Courtney Allan

"Absolute garbage": Barnaby Joyce snaps at voter after being grilled at pub

"Absolute garbage": Barnaby Joyce snaps at voter after being grilled at pub

Barnaby Joyce was thrown off in the final seconds of a Sky News Pub Test in Tamworth on Tuesday night, angrily snapping at a voter for asking the surprise question.

The pub test had five of the candidates running in the seat of New England asked unknown questions by voters in the pub.

The forum went for an hour, with the Nationals MP sailing through the questions until the voter had a question specifically for Joyce.

“Gardesil vaccine prevents cancer of the cervix. On the 27th of January 2006, Barnaby Joyce opposed the free provision of Gardesil vaccine. He was quoted as saying, ‘Don’t put something out that gives a 12-year-old daughter of mine the license to be promiscuous’. Does Mr Joyce still hold this view?” came the question.
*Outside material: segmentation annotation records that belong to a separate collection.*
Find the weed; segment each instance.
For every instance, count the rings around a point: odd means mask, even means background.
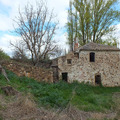
[[[56,84],[39,83],[30,78],[18,77],[10,71],[7,74],[10,83],[0,75],[0,86],[11,85],[20,92],[31,93],[34,100],[45,107],[65,108],[70,103],[81,110],[104,112],[114,108],[112,96],[115,92],[120,92],[120,87],[107,88],[63,81]],[[71,99],[73,90],[74,97]],[[1,90],[0,94],[3,94]]]

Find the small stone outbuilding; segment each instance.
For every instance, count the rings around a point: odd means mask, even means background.
[[[52,68],[54,82],[120,86],[120,49],[91,42],[54,59]]]

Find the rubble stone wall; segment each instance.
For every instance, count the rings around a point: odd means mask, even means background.
[[[90,52],[95,53],[95,62],[90,62]],[[72,64],[67,64],[67,59],[72,59]],[[74,80],[89,82],[95,85],[95,76],[101,76],[103,86],[120,86],[120,52],[119,51],[81,51],[79,58],[69,54],[62,60],[59,58],[59,76],[68,73],[68,82]],[[64,61],[64,63],[62,62]]]
[[[18,76],[26,76],[37,81],[53,82],[53,72],[50,69],[20,64],[18,62],[2,62],[2,65]]]

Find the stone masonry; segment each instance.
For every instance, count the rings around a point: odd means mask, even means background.
[[[92,62],[91,53],[94,53]],[[66,74],[69,83],[78,81],[92,85],[101,83],[108,87],[120,86],[120,49],[88,43],[66,56],[53,60],[54,74],[56,74],[55,68],[59,80],[64,79]]]

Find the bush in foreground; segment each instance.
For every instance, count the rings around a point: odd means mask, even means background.
[[[113,110],[116,104],[112,96],[115,92],[120,92],[120,87],[105,88],[77,82],[69,84],[62,81],[56,84],[39,83],[30,78],[18,77],[10,71],[7,73],[11,82],[7,83],[0,75],[0,86],[9,84],[18,91],[31,93],[38,105],[49,108],[63,109],[71,104],[84,111]]]

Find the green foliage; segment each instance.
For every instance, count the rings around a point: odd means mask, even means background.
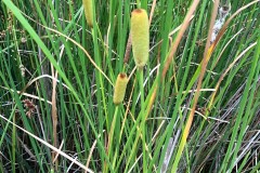
[[[219,35],[190,131],[213,1],[200,0],[170,64],[180,34],[172,31],[194,1],[153,2],[96,0],[93,28],[81,0],[0,2],[0,172],[82,169],[61,155],[53,162],[56,152],[16,125],[93,172],[259,170],[259,2],[220,2],[231,4],[225,21],[251,5]],[[153,13],[143,70],[135,70],[128,46],[131,11],[138,6]],[[123,103],[116,106],[120,72],[132,76]]]

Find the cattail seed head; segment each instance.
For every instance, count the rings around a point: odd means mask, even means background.
[[[113,102],[115,105],[119,105],[125,97],[126,89],[128,83],[128,77],[126,74],[119,74],[117,76]]]
[[[93,28],[93,0],[82,0],[88,25]]]
[[[142,69],[148,61],[150,50],[150,24],[145,10],[135,9],[132,11],[130,32],[133,58],[138,68]]]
Joyce perked up, as he had appeared bored throughout the night, to fire back a reply.

“That article was one of the most atrocious, misquotings of me,” he quickly retorted.

“My father’s a vet, my mother’s a physio. I had to deal for years after that reporter put that out. (It’s) absolute garbage. Of course I support something that’s going to save people’s lives.
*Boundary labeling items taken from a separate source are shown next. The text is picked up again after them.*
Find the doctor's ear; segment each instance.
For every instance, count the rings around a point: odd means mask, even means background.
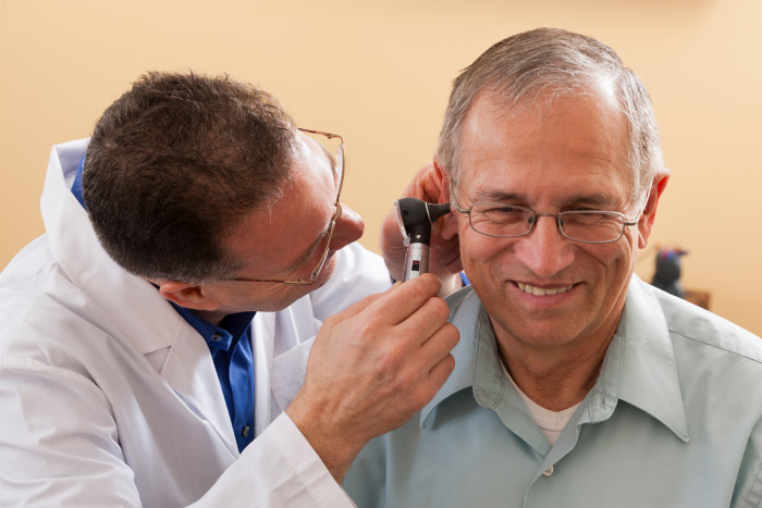
[[[195,310],[217,310],[219,301],[201,284],[179,281],[150,281],[159,286],[159,294],[180,307]]]

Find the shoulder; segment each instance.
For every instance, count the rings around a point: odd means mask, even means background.
[[[709,347],[746,358],[762,368],[762,339],[751,332],[657,288],[653,294],[664,312],[673,342]]]

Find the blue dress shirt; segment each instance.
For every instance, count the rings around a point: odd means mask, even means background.
[[[472,288],[444,386],[373,439],[344,487],[366,507],[762,507],[762,340],[634,277],[599,379],[555,445],[504,375]]]

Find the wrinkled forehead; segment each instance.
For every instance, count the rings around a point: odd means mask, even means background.
[[[538,183],[615,181],[617,194],[629,194],[636,184],[629,124],[610,99],[549,91],[534,102],[508,107],[494,94],[484,94],[464,122],[459,178],[451,182],[451,191],[458,196],[465,187],[502,185],[515,181],[515,172]]]

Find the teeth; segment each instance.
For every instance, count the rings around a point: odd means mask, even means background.
[[[518,285],[518,288],[521,289],[524,293],[537,296],[561,295],[562,293],[566,293],[567,290],[572,289],[573,286],[573,284],[569,284],[568,286],[563,287],[543,288],[530,286],[529,284],[523,284],[520,282],[517,282],[516,284]]]

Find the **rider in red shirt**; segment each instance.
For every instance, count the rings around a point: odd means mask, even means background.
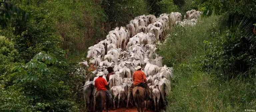
[[[105,79],[102,78],[103,75],[104,75],[104,74],[102,72],[100,72],[97,74],[97,76],[99,76],[99,77],[95,80],[94,87],[97,88],[96,91],[102,90],[106,92],[108,96],[108,98],[109,98],[109,101],[110,102],[110,104],[111,104],[112,99],[111,99],[111,94],[110,94],[109,91],[106,89],[108,86],[108,83],[107,83]]]

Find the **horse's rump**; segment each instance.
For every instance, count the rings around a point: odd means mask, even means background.
[[[97,108],[98,110],[101,112],[104,107],[104,104],[106,102],[106,92],[102,90],[97,91],[96,92],[95,97]]]

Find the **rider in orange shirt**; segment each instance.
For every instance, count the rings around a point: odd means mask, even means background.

“You don’t understand. Just because you read it, doesn’t mean I said it.”

This was one of many replies from Joyce that brought cheers to the room.
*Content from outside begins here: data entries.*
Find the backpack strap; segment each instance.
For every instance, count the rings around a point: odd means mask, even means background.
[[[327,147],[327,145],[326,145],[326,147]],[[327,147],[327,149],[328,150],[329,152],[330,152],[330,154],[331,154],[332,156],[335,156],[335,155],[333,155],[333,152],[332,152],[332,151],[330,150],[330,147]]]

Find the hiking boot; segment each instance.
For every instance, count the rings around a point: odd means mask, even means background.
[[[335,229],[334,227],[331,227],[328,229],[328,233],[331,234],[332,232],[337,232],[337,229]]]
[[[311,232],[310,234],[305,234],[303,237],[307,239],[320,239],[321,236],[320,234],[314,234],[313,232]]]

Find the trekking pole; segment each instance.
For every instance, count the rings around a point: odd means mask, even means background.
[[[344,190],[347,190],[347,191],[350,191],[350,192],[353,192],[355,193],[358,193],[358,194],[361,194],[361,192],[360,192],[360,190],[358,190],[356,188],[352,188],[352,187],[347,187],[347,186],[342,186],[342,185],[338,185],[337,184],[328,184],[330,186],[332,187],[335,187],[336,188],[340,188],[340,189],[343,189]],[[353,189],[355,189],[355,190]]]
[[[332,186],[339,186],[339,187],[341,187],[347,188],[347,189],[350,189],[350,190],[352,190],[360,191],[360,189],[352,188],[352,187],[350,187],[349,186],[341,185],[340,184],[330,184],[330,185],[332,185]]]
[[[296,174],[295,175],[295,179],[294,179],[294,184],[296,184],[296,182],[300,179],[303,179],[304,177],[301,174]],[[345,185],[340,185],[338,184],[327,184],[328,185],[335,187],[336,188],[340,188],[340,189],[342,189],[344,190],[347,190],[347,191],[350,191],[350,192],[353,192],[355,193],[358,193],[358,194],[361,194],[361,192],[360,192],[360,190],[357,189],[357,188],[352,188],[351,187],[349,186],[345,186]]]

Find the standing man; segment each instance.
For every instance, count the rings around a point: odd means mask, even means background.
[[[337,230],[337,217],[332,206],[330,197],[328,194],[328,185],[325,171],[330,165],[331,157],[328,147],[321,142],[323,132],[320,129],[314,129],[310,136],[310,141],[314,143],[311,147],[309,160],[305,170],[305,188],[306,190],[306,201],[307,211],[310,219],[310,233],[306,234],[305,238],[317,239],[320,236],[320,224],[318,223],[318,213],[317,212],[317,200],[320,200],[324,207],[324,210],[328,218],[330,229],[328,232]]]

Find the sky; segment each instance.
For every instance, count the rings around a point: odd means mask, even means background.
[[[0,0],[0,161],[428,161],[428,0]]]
The comments mentioned by the voter from Joyce were made during a 2006 debate about the breakthrough cervical cancer vaccine.

Joyce expressed fears that it would encourage young women to be promiscuous.

“There might be an overwhelming backlash from people saying ‘don’t you dare put something out there that gives my 12-year-old daughter a license to be promiscuous’,” he said.

The question at the pub test came as a surprise, as many of the questions during the hour-long forum focused on water supply, small businesses and the live export trade.

Other candidates on the panel included independent Adam Blakester, Labor’s Yvonne Langenberg, Clive-Palmer backed Cindy Ann Duncan and the Greens Tony Lonergan.

Joyce was the only person to repeatedly get cheers and rounds of applause for his answers as he promised to build more dams and truck in water for the drought-ravaged region of Tamworth.

Host Paul Murray invited voters to ask questions to the candidates as a part of his “Our Town” series.

“What is it about politics in New England that seems to be so passionate ... so particularly aggressive?” Murray asked. “It’s particularly special to this part of Australia.”